FIG. 6 shows an apparatus for securing an integrated circuit in one of the perforations using a screen printing method;

fig. 7 shows an arrangement for fixing an integrated circuit in one of the perforations by rolling a cover film.

Detailed Description

Fig. 1 shows by way of example that a large number of required security documents, in particular banknotes 02, are usually produced in an industrial process for producing printed sheets. The use of this application technique means that a plurality of banknotes 02 are arranged in a composite of rows R and columns S on a printed sheet of paper 01 or on a material web during the production process, and that these banknotes 02 are removed from the composite at the end of the production process and are separated therefrom.
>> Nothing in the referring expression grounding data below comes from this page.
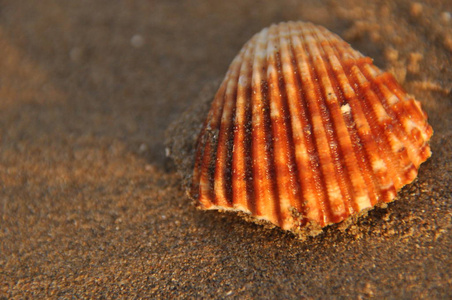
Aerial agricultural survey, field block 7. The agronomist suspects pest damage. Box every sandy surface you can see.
[0,0,452,299]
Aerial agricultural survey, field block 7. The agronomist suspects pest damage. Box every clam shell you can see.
[190,22,433,234]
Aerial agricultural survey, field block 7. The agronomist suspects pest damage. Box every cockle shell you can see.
[190,22,433,237]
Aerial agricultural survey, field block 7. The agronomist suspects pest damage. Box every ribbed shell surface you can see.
[190,22,433,230]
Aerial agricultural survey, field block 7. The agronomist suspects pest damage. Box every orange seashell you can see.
[190,22,433,234]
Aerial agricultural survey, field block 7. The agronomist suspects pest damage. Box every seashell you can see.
[190,22,433,235]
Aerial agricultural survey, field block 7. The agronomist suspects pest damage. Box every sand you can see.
[0,0,452,299]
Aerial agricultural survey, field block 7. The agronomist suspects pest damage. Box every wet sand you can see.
[0,0,452,299]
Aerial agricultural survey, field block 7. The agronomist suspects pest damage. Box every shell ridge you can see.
[279,24,306,226]
[360,66,417,183]
[295,22,340,226]
[312,25,370,219]
[190,22,433,235]
[251,31,279,224]
[261,25,286,225]
[231,39,255,214]
[318,30,379,210]
[350,65,400,199]
[267,26,306,229]
[364,70,429,169]
[214,46,245,207]
[354,65,414,190]
[314,28,377,209]
[306,24,354,223]
[328,47,395,202]
[288,23,324,223]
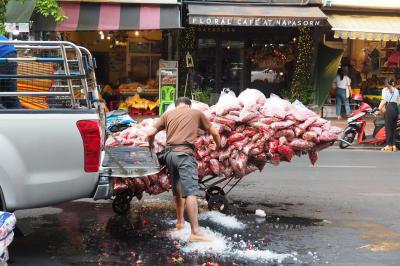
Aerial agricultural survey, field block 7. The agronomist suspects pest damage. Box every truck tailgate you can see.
[0,109,99,209]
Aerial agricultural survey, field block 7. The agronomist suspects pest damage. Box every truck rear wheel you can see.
[112,191,133,215]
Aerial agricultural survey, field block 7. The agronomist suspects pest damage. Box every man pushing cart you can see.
[148,97,221,242]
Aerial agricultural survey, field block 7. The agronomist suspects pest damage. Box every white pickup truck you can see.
[0,41,109,211]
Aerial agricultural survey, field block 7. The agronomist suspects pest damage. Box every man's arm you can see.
[147,127,158,147]
[147,116,165,147]
[208,126,221,150]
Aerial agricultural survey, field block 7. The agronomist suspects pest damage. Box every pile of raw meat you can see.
[106,89,341,200]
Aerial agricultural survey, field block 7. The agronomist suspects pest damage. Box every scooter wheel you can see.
[339,132,356,149]
[206,186,225,201]
[394,127,400,149]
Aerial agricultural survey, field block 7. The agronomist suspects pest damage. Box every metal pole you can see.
[60,44,76,108]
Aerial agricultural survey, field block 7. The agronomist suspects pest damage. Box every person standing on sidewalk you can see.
[0,35,21,109]
[148,97,221,242]
[334,68,351,119]
[379,79,399,151]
At the end of the production process, each bank note 02 produced in the production of printed sheets forms a separate product after separation, but a plurality of such largely identical products are produced jointly on the printed sheets 01 or on the material web in order to make optimum use of the surface area of the printed sheets 01 or material web and thus to enable cost-effective mass production.
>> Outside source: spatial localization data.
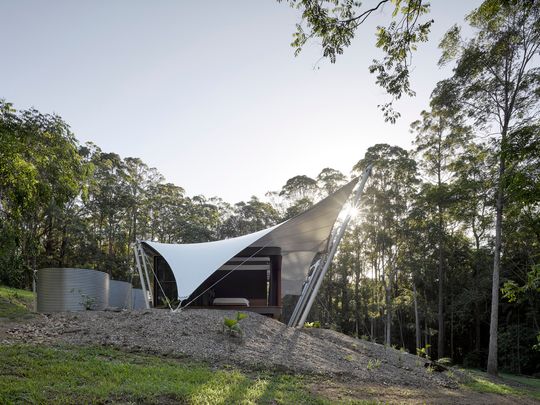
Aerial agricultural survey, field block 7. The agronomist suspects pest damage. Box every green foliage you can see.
[0,345,326,404]
[223,312,248,337]
[367,359,382,371]
[416,344,431,360]
[0,285,34,320]
[465,370,540,400]
[278,0,433,123]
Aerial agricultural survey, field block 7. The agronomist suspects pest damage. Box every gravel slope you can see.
[0,309,457,389]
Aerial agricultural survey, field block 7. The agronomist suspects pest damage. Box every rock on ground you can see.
[0,309,457,389]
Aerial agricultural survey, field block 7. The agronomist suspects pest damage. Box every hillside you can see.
[0,304,534,403]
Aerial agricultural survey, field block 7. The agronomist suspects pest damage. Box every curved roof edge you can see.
[142,178,358,299]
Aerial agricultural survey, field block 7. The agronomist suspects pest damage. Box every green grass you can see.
[0,345,334,404]
[465,370,540,400]
[0,285,34,320]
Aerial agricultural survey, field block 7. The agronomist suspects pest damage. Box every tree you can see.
[441,0,540,375]
[278,0,433,123]
[317,167,347,197]
[353,144,417,345]
[411,81,469,358]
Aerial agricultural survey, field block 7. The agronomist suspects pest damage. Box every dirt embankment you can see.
[0,309,457,389]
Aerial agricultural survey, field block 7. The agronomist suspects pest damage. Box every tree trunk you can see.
[437,207,444,359]
[413,283,422,349]
[487,137,506,375]
[384,286,392,346]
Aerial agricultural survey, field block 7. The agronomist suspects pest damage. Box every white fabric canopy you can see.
[143,179,358,299]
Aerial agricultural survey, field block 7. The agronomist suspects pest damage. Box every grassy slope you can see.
[0,286,540,404]
[0,285,34,320]
[0,345,346,404]
[465,370,540,400]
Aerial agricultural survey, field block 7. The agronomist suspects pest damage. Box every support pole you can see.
[131,241,150,309]
[137,241,154,305]
[288,164,373,328]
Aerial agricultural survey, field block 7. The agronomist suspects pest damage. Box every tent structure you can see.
[135,164,369,326]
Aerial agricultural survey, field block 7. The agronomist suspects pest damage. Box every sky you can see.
[0,0,480,203]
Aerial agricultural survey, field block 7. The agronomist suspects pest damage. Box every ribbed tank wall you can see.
[109,280,132,309]
[132,288,146,310]
[36,268,109,313]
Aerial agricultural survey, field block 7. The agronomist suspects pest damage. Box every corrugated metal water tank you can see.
[109,280,132,309]
[36,268,109,313]
[132,288,146,310]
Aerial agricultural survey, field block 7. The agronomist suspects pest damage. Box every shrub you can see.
[223,312,247,337]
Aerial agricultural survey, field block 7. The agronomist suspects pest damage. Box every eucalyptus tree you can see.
[278,0,433,122]
[0,101,86,285]
[316,167,347,197]
[441,0,540,374]
[279,175,319,201]
[411,81,470,358]
[221,196,280,237]
[124,157,163,242]
[353,144,418,345]
[451,142,496,350]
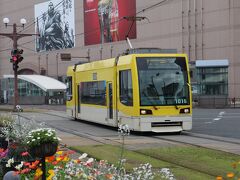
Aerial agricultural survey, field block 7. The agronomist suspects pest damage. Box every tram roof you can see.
[3,75,67,91]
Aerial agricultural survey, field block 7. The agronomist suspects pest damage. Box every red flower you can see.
[23,162,31,166]
[52,161,58,165]
[21,151,29,156]
[21,168,31,174]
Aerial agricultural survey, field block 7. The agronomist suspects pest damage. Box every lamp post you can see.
[0,18,38,111]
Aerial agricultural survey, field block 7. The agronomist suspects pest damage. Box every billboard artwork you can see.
[34,0,75,52]
[84,0,136,45]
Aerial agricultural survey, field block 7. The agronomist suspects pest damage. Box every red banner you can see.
[84,0,136,45]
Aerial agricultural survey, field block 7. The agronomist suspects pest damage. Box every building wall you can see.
[0,0,240,98]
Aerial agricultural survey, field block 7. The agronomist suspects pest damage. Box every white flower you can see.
[6,158,14,167]
[15,161,23,170]
[86,158,94,164]
[78,153,88,159]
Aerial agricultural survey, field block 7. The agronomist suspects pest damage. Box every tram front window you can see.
[137,57,189,106]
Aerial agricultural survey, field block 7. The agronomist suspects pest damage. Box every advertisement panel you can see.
[84,0,136,45]
[34,0,75,52]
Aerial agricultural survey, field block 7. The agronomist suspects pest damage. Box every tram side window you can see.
[119,70,133,106]
[66,76,72,101]
[81,81,106,106]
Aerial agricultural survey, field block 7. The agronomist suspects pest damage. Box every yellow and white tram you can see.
[66,49,192,132]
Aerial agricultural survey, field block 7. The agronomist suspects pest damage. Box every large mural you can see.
[84,0,136,45]
[34,0,75,52]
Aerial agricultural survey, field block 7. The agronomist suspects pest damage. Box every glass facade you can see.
[5,79,46,96]
[197,67,228,95]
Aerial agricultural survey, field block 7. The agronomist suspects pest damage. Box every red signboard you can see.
[84,0,136,45]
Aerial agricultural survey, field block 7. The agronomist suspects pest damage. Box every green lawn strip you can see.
[139,146,240,176]
[71,145,215,180]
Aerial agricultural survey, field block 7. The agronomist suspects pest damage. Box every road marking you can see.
[204,121,213,124]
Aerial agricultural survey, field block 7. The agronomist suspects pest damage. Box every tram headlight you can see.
[140,109,152,115]
[180,108,190,114]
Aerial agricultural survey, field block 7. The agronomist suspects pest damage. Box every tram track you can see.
[17,112,240,155]
[15,114,240,177]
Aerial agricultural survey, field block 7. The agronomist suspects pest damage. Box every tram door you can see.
[107,82,113,119]
[77,84,81,115]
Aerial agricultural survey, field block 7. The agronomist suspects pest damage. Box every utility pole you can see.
[0,18,38,111]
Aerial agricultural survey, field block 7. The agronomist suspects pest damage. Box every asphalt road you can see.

The bank note 02 generally has a substrate 18 (fig. 4) made of, for example, paper or synthetic material, in particular a polymer material, wherein the substrate 18 is preferably printed in one or more printing presses in a plurality of different printing processes. As printing methods, for example, offset printing methods and/or gravure printing methods, in particular inline printing methods, and/or screen printing methods and/or inkjet printing methods are used. The bank notes 02 arranged in the columns S on the printed sheets 01 or on the material web, respectively, are arranged generally longitudinally to the conveying direction of the respective printed sheet 01 or material web guided through the respective printing press, whereas the bank notes 02 in the arrangement rows R are arranged generally transversely to the conveying direction.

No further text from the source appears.